Kaggle SuperStars - Gradient Boosted Decision Trees (GBDT)
Deep learning is cool and for applications like image processing and speech understanding has truly raised the bar but if you want to win a Kaggle competition you might want to check out Gradient Boosted Decision Trees (GBDTs) like Xgboost [code] from Tianqi Chen or new contender from Microsoft LightGBM [code].
What are the things that make GBDT attactive?
- They can learn the important crosses between input variables by incorporating them into trees.

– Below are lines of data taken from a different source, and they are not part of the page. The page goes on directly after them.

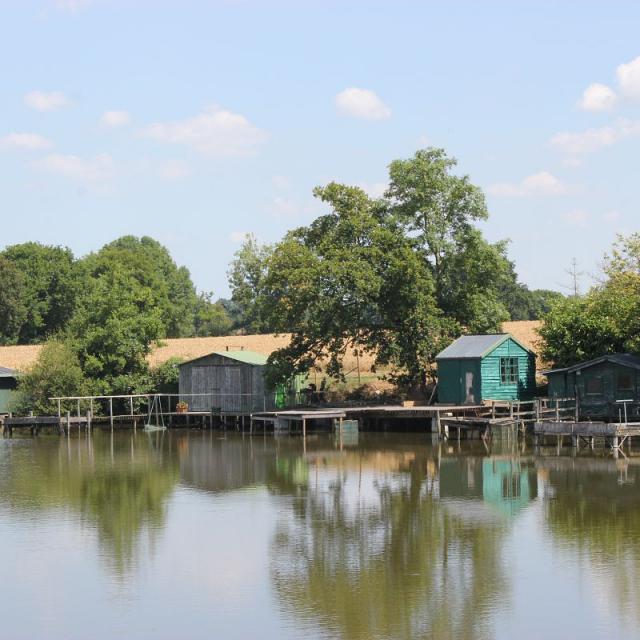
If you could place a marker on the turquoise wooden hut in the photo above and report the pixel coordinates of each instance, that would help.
(473, 369)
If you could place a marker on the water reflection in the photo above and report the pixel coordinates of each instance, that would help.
(389, 543)
(593, 508)
(119, 485)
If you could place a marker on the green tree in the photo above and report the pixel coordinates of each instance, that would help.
(246, 276)
(605, 320)
(351, 280)
(13, 309)
(151, 266)
(117, 321)
(211, 318)
(437, 210)
(56, 372)
(51, 287)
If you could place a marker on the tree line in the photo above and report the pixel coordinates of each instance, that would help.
(397, 277)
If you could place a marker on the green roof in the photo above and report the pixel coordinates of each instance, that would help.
(248, 357)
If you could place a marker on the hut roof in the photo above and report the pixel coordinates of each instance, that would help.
(623, 359)
(246, 357)
(471, 347)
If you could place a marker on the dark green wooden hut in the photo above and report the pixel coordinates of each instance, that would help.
(599, 385)
(8, 383)
(486, 367)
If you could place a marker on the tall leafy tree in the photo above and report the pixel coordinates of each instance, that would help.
(246, 276)
(605, 320)
(437, 210)
(116, 323)
(151, 266)
(13, 307)
(51, 283)
(351, 280)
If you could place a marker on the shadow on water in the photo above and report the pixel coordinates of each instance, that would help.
(119, 485)
(397, 541)
(592, 507)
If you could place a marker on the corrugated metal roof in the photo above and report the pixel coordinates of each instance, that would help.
(472, 346)
(246, 357)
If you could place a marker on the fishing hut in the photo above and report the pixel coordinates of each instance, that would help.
(603, 387)
(474, 369)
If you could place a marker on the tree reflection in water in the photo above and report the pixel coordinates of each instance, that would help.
(118, 485)
(593, 506)
(368, 550)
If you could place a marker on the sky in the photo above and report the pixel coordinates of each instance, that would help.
(197, 122)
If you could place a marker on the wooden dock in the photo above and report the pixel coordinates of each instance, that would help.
(613, 434)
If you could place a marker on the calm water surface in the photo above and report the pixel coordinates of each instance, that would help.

- They require minimal data processing before inputting data. No normalization is required since they use ranks of data rather than values themselves.
- Implementations like XGBoost and LightGBM can be trained in a distributed fashion on large datasets quickly.
- Lots of parameters to regularize and tune performance.
Some downsides to GBDTs are:
- Only can classify numerical data, isn’t always clear how to best encode categorical data for learning with a GBDT.
- Unlike neural nets they don’t generate any internal represenation of features (embeddings) for kNN or other applications.
- Can’t train online like logistic regression, there is no SGD for GBDTs.
Some details on the magical model
XGBoost like many classification approaches models the objective function (cost) to minimize as a combination of the loss \(L(\theta)\) for a set of parameters and the regularization penalty $\Omega(\theta)$ for having a complex parameter set.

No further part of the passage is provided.